Comvita sets record straight in honey court case

Recent media reports potentially misleading

Recent media reports regarding the resolution of a dispute between Comvita and WaikatoLink are potentially misleading and damaging, says Comvita CEO Brett Hewlett.

“We are concerned that readers may be left with a false impression of the outcome of the High Court ruling of June 4th, and may also have inferred a larger liability for Comvita than is actually the case.
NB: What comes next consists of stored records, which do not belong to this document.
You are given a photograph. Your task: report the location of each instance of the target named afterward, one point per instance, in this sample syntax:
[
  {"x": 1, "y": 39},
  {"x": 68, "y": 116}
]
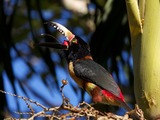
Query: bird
[{"x": 88, "y": 74}]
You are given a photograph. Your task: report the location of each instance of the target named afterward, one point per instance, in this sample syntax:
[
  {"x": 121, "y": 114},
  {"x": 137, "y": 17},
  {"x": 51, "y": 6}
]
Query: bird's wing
[{"x": 91, "y": 71}]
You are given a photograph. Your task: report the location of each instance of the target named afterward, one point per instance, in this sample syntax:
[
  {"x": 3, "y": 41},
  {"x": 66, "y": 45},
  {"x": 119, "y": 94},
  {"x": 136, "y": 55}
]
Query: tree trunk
[{"x": 144, "y": 22}]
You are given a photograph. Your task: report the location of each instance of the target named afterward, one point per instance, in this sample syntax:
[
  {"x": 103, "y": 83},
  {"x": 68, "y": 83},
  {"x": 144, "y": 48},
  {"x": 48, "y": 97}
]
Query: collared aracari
[{"x": 88, "y": 74}]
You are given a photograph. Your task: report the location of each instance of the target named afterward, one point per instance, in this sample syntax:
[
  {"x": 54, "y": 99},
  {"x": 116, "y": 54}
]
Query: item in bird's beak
[{"x": 63, "y": 30}]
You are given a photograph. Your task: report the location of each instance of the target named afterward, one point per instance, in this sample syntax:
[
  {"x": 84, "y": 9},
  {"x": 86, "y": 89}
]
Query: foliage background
[{"x": 103, "y": 24}]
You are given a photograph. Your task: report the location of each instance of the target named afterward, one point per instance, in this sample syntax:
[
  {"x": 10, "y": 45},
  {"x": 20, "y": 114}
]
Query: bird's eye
[{"x": 74, "y": 41}]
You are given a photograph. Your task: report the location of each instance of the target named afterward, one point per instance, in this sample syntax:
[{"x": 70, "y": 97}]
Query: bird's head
[{"x": 74, "y": 47}]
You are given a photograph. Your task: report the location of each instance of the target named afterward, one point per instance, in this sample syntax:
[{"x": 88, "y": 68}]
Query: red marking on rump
[
  {"x": 112, "y": 96},
  {"x": 65, "y": 42}
]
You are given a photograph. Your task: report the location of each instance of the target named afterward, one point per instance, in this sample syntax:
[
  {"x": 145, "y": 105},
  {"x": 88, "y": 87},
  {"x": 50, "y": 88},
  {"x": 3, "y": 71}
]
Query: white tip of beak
[{"x": 63, "y": 30}]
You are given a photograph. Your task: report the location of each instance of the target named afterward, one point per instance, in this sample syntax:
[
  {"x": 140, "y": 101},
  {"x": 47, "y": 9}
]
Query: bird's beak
[
  {"x": 53, "y": 45},
  {"x": 63, "y": 30}
]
It is important that our shareholders and other key stakeholders understand the facts”.

For the past two and a half years Comvita has been trying to resolve a dispute that ensued with WaikatoLink (the commercialisation arm of the University of Waikato).
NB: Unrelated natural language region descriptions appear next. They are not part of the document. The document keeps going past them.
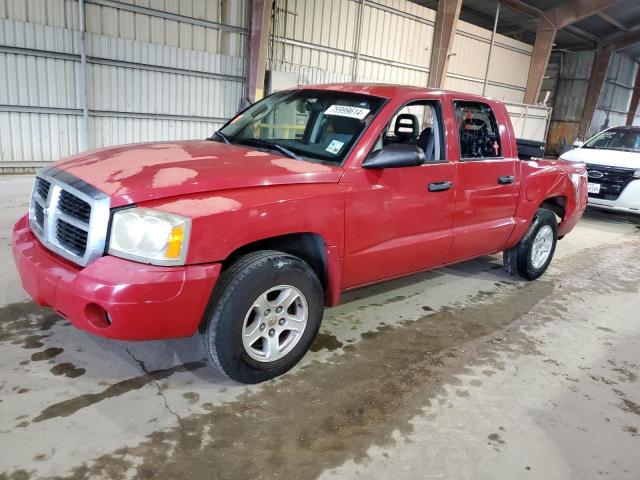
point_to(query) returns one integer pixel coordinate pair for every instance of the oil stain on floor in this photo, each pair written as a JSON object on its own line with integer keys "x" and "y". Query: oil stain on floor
{"x": 336, "y": 410}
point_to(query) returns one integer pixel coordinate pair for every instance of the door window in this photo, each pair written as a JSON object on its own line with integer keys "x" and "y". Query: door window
{"x": 416, "y": 123}
{"x": 478, "y": 131}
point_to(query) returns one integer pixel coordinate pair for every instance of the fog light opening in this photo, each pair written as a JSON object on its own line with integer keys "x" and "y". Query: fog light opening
{"x": 97, "y": 316}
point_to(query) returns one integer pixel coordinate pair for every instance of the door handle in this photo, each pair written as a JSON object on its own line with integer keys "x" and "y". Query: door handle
{"x": 506, "y": 179}
{"x": 439, "y": 186}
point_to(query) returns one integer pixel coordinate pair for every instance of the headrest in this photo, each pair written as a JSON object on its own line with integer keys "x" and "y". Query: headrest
{"x": 407, "y": 126}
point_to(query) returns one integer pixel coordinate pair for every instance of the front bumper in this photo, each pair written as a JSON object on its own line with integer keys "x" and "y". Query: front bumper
{"x": 113, "y": 297}
{"x": 628, "y": 201}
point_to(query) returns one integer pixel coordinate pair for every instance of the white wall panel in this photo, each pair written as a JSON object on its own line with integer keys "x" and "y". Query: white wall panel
{"x": 530, "y": 122}
{"x": 36, "y": 137}
{"x": 395, "y": 46}
{"x": 120, "y": 130}
{"x": 148, "y": 77}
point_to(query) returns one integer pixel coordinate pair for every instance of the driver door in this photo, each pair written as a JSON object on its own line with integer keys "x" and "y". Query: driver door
{"x": 399, "y": 220}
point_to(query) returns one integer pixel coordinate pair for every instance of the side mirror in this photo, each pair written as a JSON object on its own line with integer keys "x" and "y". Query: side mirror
{"x": 396, "y": 155}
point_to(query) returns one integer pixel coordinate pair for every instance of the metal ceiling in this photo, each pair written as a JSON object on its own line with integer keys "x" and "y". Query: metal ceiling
{"x": 622, "y": 18}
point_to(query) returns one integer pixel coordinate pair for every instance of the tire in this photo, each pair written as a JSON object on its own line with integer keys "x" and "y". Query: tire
{"x": 520, "y": 260}
{"x": 243, "y": 296}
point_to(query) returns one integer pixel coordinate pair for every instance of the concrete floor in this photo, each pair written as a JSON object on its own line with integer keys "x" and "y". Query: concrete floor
{"x": 460, "y": 373}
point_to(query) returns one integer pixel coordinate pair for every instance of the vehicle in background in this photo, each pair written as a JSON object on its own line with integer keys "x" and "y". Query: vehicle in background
{"x": 612, "y": 158}
{"x": 308, "y": 193}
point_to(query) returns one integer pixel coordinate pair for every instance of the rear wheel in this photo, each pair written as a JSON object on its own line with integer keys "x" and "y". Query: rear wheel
{"x": 531, "y": 257}
{"x": 264, "y": 314}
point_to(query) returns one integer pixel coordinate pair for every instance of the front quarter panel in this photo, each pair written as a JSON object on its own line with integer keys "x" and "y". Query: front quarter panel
{"x": 224, "y": 221}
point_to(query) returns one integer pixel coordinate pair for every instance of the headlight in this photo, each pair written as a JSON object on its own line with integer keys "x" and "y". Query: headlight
{"x": 149, "y": 236}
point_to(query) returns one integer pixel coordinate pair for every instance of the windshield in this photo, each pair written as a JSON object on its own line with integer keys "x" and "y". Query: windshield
{"x": 616, "y": 139}
{"x": 319, "y": 125}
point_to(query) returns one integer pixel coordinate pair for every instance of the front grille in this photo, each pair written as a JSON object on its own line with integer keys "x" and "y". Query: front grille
{"x": 72, "y": 237}
{"x": 39, "y": 214}
{"x": 612, "y": 180}
{"x": 74, "y": 206}
{"x": 69, "y": 216}
{"x": 42, "y": 188}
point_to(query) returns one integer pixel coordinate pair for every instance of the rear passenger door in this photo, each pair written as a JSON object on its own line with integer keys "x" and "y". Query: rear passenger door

The dispute arose after the parties signed a comprehensive intellectual property license and research agreement in December of 2006, covering the application of medical honey in the field of woundcare and skincare.

During negotiations for the agreement, and in particular around the assessment of value of the agreement ($3.5 million paid over three years in instalments plus an additional $0.5 million if certain milestones could be met), Hewlett says Comvita relied very heavily upon the representations made by WaikatoLink about the stage of progress the research team at the University of Waikato had made in isolating and classifying the active compound behind UMF™ Manuka honey.
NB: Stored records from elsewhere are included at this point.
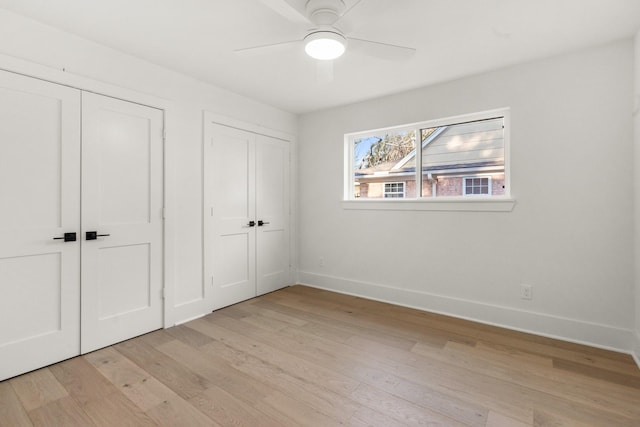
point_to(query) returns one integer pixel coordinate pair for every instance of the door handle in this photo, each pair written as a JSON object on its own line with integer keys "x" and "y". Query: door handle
{"x": 93, "y": 235}
{"x": 68, "y": 237}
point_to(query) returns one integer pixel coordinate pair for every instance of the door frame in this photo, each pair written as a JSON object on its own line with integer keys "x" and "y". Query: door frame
{"x": 82, "y": 83}
{"x": 218, "y": 119}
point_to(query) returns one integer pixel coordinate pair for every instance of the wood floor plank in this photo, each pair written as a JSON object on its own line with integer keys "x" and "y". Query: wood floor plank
{"x": 399, "y": 409}
{"x": 226, "y": 409}
{"x": 82, "y": 381}
{"x": 139, "y": 386}
{"x": 12, "y": 413}
{"x": 62, "y": 412}
{"x": 178, "y": 378}
{"x": 37, "y": 388}
{"x": 177, "y": 412}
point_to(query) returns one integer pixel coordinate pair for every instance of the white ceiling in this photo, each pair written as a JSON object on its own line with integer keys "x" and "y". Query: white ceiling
{"x": 453, "y": 38}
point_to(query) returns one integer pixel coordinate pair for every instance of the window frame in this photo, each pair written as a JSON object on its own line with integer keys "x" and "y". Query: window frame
{"x": 384, "y": 190}
{"x": 464, "y": 185}
{"x": 499, "y": 203}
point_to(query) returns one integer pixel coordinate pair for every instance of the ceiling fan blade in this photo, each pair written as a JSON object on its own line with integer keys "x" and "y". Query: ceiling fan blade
{"x": 350, "y": 8}
{"x": 388, "y": 51}
{"x": 287, "y": 10}
{"x": 324, "y": 71}
{"x": 267, "y": 48}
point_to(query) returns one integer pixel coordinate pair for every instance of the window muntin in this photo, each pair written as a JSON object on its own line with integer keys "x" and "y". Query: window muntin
{"x": 394, "y": 190}
{"x": 450, "y": 150}
{"x": 477, "y": 186}
{"x": 375, "y": 157}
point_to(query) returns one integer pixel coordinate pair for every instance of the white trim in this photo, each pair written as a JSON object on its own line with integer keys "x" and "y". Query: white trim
{"x": 464, "y": 185}
{"x": 572, "y": 330}
{"x": 219, "y": 119}
{"x": 349, "y": 139}
{"x": 636, "y": 348}
{"x": 466, "y": 204}
{"x": 65, "y": 77}
{"x": 384, "y": 189}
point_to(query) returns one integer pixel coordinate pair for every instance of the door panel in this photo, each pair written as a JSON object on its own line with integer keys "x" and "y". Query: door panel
{"x": 122, "y": 201}
{"x": 40, "y": 194}
{"x": 272, "y": 207}
{"x": 229, "y": 195}
{"x": 246, "y": 180}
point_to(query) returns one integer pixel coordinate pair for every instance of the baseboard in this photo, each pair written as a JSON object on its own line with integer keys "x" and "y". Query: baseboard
{"x": 636, "y": 348}
{"x": 566, "y": 329}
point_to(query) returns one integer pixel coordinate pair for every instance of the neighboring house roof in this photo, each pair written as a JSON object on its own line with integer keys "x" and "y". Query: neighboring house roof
{"x": 467, "y": 147}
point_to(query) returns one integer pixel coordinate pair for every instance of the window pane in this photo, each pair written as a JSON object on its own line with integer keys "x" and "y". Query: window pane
{"x": 462, "y": 149}
{"x": 378, "y": 159}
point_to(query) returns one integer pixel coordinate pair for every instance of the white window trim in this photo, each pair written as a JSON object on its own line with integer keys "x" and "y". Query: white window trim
{"x": 384, "y": 190}
{"x": 464, "y": 186}
{"x": 478, "y": 203}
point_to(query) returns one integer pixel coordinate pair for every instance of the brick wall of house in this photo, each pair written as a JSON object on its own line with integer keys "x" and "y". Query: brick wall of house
{"x": 446, "y": 186}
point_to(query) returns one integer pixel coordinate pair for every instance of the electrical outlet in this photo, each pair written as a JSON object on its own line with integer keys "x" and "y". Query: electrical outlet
{"x": 526, "y": 291}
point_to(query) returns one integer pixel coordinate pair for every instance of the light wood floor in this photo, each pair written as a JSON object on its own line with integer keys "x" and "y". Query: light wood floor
{"x": 306, "y": 357}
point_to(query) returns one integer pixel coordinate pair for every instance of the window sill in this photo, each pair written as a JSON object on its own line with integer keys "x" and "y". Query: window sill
{"x": 444, "y": 204}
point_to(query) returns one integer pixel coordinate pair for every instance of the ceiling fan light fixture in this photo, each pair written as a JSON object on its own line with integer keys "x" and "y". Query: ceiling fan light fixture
{"x": 325, "y": 45}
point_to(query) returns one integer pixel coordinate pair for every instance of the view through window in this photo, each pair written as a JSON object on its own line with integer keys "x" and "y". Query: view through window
{"x": 457, "y": 157}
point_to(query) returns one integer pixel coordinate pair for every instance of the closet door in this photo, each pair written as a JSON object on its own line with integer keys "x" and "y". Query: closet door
{"x": 40, "y": 202}
{"x": 272, "y": 214}
{"x": 230, "y": 250}
{"x": 246, "y": 243}
{"x": 122, "y": 200}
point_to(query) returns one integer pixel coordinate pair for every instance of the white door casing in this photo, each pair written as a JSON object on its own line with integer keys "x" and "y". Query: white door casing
{"x": 246, "y": 199}
{"x": 122, "y": 201}
{"x": 272, "y": 209}
{"x": 39, "y": 201}
{"x": 229, "y": 197}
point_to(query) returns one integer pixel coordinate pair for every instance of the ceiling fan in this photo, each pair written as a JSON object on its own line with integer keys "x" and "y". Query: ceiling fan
{"x": 324, "y": 40}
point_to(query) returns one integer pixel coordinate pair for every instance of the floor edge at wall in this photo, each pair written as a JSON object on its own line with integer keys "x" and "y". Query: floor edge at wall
{"x": 565, "y": 329}
{"x": 636, "y": 348}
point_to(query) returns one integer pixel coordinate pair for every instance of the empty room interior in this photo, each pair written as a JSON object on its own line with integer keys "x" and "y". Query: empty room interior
{"x": 319, "y": 213}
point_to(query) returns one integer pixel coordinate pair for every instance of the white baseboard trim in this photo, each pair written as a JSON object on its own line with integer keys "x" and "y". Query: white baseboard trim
{"x": 636, "y": 348}
{"x": 572, "y": 330}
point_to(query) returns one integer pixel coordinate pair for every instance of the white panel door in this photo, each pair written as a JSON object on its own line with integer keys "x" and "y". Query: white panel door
{"x": 39, "y": 201}
{"x": 272, "y": 214}
{"x": 122, "y": 200}
{"x": 229, "y": 212}
{"x": 246, "y": 243}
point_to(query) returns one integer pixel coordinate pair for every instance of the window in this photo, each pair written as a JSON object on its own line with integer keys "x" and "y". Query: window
{"x": 439, "y": 159}
{"x": 393, "y": 189}
{"x": 477, "y": 186}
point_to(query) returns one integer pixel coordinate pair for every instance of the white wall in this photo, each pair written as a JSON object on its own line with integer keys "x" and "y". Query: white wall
{"x": 636, "y": 120}
{"x": 31, "y": 48}
{"x": 568, "y": 235}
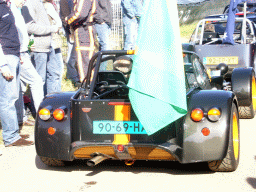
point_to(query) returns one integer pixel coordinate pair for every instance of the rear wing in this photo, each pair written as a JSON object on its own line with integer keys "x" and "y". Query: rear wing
{"x": 197, "y": 37}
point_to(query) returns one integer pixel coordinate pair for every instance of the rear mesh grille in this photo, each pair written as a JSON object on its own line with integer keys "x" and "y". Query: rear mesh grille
{"x": 85, "y": 152}
{"x": 149, "y": 153}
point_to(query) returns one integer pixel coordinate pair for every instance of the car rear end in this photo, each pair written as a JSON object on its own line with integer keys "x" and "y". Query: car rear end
{"x": 110, "y": 129}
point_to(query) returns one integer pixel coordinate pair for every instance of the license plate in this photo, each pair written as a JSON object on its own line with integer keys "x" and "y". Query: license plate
{"x": 218, "y": 60}
{"x": 118, "y": 127}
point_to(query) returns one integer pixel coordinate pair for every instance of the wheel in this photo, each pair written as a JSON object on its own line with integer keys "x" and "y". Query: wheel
{"x": 248, "y": 112}
{"x": 231, "y": 161}
{"x": 52, "y": 162}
Those representations subsequently turned out to be either false or misleading; as a result, Comvita sought relief from their obligations to pay WaikatoLink according to the terms of the agreement. Comvita had already paid WaikatoLink $1.5 million in shares and cash and withheld paying the remaining $2 million.

Attempts to resolve the issue through mediation were unsuccessful, says Hewlett, so in April this year, Comvita and WaikatoLink appeared in the High Court of New Zealand.

Justice Rhys Harrison in his judgment dated 4th June found that:

“On an objective analysis WaikatoLink’s conduct was, I find, misleading, deceptive or false in three material respects.” The court granted Comvita $1 million as compensation for its loss or damage.

During the March 2008 financial year, Comvita made a provision for payment of $2m (the balance of the total $3.5m contract). Hewlett says that unless the judgement is appealed Comvita will now release half of that provision, which will increase Comvita’s net earnings before tax by approximately $1m in the current financial year.

While the agreement has been terminated, Comvita still retain ownership of certain patents that formed part of the original agreement.

Hewlett says Comvita no longer have a working relationship with WaikatoLink or the University of Waikato, and have instead forged a close working relationship with the University of Auckland, where Comvita’s research on honey and other products continues.